Christine 23 Onna – Shiny Crystal Planet



Hey, Children ! Leave Those Drugs Alone !





Dans ces pages, on a parfois le droit à des disques « Aliens Musicaux » car multi-genres, comme le dernier Subtle. D’autres arborent simplement cette belle étiquette car le son qu’ils crachent est absolument inclassable, inédit, fou, malade, avec un contenu tellement extraterrestre que même les mots peinent à décrire le tout.
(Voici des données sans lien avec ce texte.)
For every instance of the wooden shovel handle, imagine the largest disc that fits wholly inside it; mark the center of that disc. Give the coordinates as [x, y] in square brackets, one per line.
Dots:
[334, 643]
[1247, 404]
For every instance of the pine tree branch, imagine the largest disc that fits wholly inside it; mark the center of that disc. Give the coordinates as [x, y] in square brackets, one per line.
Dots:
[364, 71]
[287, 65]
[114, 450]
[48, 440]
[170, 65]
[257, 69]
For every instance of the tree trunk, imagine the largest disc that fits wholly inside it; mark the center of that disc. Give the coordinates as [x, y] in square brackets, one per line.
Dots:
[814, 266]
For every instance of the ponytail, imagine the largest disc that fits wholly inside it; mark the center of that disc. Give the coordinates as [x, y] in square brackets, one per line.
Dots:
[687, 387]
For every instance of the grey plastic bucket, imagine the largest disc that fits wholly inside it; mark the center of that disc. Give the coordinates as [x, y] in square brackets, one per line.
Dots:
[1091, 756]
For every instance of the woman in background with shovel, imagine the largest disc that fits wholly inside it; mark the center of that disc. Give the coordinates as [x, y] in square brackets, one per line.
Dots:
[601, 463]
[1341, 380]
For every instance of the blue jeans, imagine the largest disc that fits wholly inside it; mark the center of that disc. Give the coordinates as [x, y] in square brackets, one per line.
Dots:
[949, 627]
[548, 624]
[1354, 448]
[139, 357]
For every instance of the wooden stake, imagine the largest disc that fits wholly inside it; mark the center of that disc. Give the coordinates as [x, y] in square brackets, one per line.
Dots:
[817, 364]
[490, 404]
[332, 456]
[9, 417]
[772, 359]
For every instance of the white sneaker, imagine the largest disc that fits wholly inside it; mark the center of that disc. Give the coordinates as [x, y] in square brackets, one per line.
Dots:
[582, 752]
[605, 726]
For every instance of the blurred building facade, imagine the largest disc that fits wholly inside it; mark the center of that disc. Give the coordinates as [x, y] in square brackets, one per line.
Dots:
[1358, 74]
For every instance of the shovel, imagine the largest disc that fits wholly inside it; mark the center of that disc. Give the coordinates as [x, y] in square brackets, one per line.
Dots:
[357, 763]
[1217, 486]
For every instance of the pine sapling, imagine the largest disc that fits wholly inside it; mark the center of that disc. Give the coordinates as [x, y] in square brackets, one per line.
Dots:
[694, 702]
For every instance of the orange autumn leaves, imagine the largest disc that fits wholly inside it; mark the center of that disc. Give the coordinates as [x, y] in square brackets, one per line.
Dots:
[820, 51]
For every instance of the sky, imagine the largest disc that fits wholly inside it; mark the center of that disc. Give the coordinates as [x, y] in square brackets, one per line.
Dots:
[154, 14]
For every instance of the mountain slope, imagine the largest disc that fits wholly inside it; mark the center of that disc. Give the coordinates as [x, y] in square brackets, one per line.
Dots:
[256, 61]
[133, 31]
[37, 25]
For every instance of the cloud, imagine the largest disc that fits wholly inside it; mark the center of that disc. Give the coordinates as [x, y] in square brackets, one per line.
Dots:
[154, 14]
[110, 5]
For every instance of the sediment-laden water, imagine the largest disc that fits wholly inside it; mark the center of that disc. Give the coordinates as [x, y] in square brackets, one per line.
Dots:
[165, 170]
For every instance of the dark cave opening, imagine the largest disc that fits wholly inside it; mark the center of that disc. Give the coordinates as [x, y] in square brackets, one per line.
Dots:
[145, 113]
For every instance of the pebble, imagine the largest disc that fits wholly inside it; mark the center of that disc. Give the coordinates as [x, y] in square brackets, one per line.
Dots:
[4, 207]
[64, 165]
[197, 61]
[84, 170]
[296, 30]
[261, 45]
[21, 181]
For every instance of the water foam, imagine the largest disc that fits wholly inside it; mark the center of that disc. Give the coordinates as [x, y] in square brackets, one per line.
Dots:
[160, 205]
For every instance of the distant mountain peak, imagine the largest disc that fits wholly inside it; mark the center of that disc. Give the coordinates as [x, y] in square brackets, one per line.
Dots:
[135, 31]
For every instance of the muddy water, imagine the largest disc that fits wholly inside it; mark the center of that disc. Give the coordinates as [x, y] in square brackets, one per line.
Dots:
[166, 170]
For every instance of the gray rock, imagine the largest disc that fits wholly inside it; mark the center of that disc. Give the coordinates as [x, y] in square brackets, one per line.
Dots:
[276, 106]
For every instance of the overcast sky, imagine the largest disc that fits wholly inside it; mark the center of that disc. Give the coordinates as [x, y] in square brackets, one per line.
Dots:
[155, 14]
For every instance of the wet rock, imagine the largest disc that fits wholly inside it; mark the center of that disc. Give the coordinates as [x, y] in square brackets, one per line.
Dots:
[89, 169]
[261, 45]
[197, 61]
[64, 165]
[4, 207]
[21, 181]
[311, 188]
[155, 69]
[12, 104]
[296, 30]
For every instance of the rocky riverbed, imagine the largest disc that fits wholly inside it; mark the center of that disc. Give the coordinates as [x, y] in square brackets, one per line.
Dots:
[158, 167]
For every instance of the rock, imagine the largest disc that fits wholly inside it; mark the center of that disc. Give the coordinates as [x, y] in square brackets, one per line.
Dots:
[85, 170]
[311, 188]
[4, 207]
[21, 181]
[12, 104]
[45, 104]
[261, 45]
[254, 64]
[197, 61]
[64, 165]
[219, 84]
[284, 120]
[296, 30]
Cela en ferait presque peur, de se retrouver dans un monde aux facettes jamais effleurées par nos tympans, un maelstrom de sons, d’ambiances, de fresques sonores créées par un ou plusieurs psychopathes, en transe, que le résultat soit d’une violence ou d’un calme rare. Le genre de disque qui étonne, vous fait perdre pied, voir fait évoluer, encore et encore, votre « vision » de la musique. Gang Gang Dance ou Mr Bungle sont de ceux là.

Quand on découvre que Yamasaki Maso, véritable terroriste musical sous le patronyme M.A.S.O.N.N.A, fleuron de la Noise internationale, (à l’instar de son compère Masami Akita aka « Merzbow » avec qui il a formé les Flying Testicle ), s’associe début 2000 pour faire un disque avec une obscure (pour ma part) guitariste/bassiste, Toda Fusao, on sent directement que le disque ne va ressembler à rien de connu, que le résultat soit engageant ou non.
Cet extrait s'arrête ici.